Abstract
Radiomics is an emerging approach to analyze clinical images with the purpose of revealing quantitative features that are unvisible to the naked eye. Radiomic features can be further combined with clinical data and genomic information to formulate prediction models using machine learning algorithms or manual statistical analysis. While radiomics has been classically applied to tumor analysis, there is promising research in its application to spine surgery, including spinal deformity, oncology, and osteoporosis detection. This article reviews the fundamental principles of radiomic analysis, the current literature relating to the spine, and the limitations of this approach.
INTRODUCTION
Radiomics is a technique in which diagnostic images can be processed and analyzed to extract quantitative and ideally reproducible information that is not perceptible to the human eye.1,2 The foundational principle is that qualitative and quantitative information found within clinical images reflect underlying pathophysiology, for example, genetic mutations within tumors.3,4 Although radiomics was primarily rooted in basic science research, it has recently gained the interest of clinical researchers as the clinical potentials are being increasingly recognized.5 For instance, a clinical radiographer can utilize a radiomics approach to classify whether a lesion on a computed tomography (CT) image could be malignant or benign.

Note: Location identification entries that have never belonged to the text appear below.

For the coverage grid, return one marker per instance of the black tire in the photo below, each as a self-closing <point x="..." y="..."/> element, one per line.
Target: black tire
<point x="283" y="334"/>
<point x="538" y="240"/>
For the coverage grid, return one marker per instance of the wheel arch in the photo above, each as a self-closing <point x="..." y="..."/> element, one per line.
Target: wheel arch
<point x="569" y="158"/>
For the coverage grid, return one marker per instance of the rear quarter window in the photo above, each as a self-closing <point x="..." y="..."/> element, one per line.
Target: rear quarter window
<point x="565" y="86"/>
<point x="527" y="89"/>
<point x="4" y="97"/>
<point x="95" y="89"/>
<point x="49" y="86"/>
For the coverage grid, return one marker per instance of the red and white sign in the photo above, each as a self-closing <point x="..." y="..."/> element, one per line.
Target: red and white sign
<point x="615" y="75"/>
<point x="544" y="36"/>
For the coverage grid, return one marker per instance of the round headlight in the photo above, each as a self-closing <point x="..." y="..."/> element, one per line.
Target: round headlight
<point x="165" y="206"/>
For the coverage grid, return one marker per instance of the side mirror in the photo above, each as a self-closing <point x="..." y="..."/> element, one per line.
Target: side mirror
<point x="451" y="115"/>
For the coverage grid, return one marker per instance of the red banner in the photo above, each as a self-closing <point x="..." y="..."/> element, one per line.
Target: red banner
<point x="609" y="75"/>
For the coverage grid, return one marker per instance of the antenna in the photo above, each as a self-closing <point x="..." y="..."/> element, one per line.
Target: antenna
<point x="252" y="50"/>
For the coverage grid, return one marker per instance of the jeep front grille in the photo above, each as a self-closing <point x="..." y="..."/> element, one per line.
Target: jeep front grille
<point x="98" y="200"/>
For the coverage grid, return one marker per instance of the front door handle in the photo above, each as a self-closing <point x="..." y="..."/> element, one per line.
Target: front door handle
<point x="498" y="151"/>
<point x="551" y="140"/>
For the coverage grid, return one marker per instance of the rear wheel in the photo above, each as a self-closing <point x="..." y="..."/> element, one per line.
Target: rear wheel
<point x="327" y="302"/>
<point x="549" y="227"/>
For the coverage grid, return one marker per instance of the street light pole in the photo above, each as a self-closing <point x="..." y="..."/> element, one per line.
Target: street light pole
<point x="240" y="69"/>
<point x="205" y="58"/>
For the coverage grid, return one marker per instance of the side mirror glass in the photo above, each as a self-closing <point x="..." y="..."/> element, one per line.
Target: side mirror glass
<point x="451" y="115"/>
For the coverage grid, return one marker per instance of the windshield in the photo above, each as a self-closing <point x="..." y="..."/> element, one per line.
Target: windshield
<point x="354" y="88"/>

In the era of personalized medicine, radiomics presents an exciting potential opportunity, as machine learning (ML) algorithms can be subsequently applied to predict outcomes such as survival or adverse effects. This enables radiomics to be a potentially powerful clinical tool to assist clinicians in decision-making and forming clinical decision support systems.6 The novel approach to convert clinical images into a large quantifiable data source for clinical decision algorithms contrasts with the traditional view that clinical images are intended purely for visual interpretation.
While a great proportion of radiomics research has stemmed from oncology, research is growing in the spine domain.7 This article summarizes the multistep process involved in radiomics, how radiomics can be applied to spine surgery, and the potential for future development.
WHAT IS RADIOMICS?
The term “radiomics” was first coined in 2012 by Phillippe Lambin when describing the automated extraction of large quantities of image features from radiographical images.8 In 2014, radiomics was applied to the field of oncology, where CT images of lungs were analyzed to predict outcomes in lung cancer. Since that time, there has been rapid growth in the range of its applications.7 Radiomics can be utilized across the breadth of imaging modalities, including radiography, magnetic resonance imaging (MRI), CT, and positron emission tomography.9
The radiomics process is illustrated in Figure 1.10 When an image is acquired, the region of interest (ROI) must be identified for image segmentation.11 This is the area of the clinical image (by location of pixels/voxels), which contains the prognostic value and where radiomic features will be extracted.10 This is a complex step in radiomics because the segmentation process varies across studies. Segmentation can be a manual process, but developments in deep learning algorithms have enabled automatic processing, which can be advantageous as it limits inter- and intraobserver variations.12 For larger datasets, automated processes are often needed because manual techniques are more time-consuming and less reproducible.
The second step is image processing to standardize the images for subsequent feature extraction. Durand et al demonstrated how data preprocessing is an important step in the artificial intelligence clustering of adult spinal deformity morphology using lateral long-cassette spinal radiographs.13 The femoral heads and distance from the femoral head to the sacral endplate were standardized to a set location to ensure consistent feature extraction of the spine shape and size (Figure 2). Image processing allowed for subsequent vertebral landmark identification and mapping of the spinal morphology to a cluster with similar patients. It is important to note the importance of designing preprocessing with the algorithm’s ultimate outcome in mind—this approach was appropriate specifically given the goal of clustering overall spine “shape” with an emphasis on thoracolumbar deformity.
The purpose of image segmentation and processing is to enable an accurate extraction of radiomic features from clinical images obtained. These are numerous but can include intensity, size, texture, shape, and location or relationship to adjacent tissues.14 There are 2 overall types of features that can be extracted using radiomic approaches: “semantic” and “agnostic” features.5 Semantic features are common language terms used to describe an ROI—for example, size, shape, and vascularity. However, agnostic features are mathematically calculated quantitative signifiers that may reflect relationships between spatially unrelated image features.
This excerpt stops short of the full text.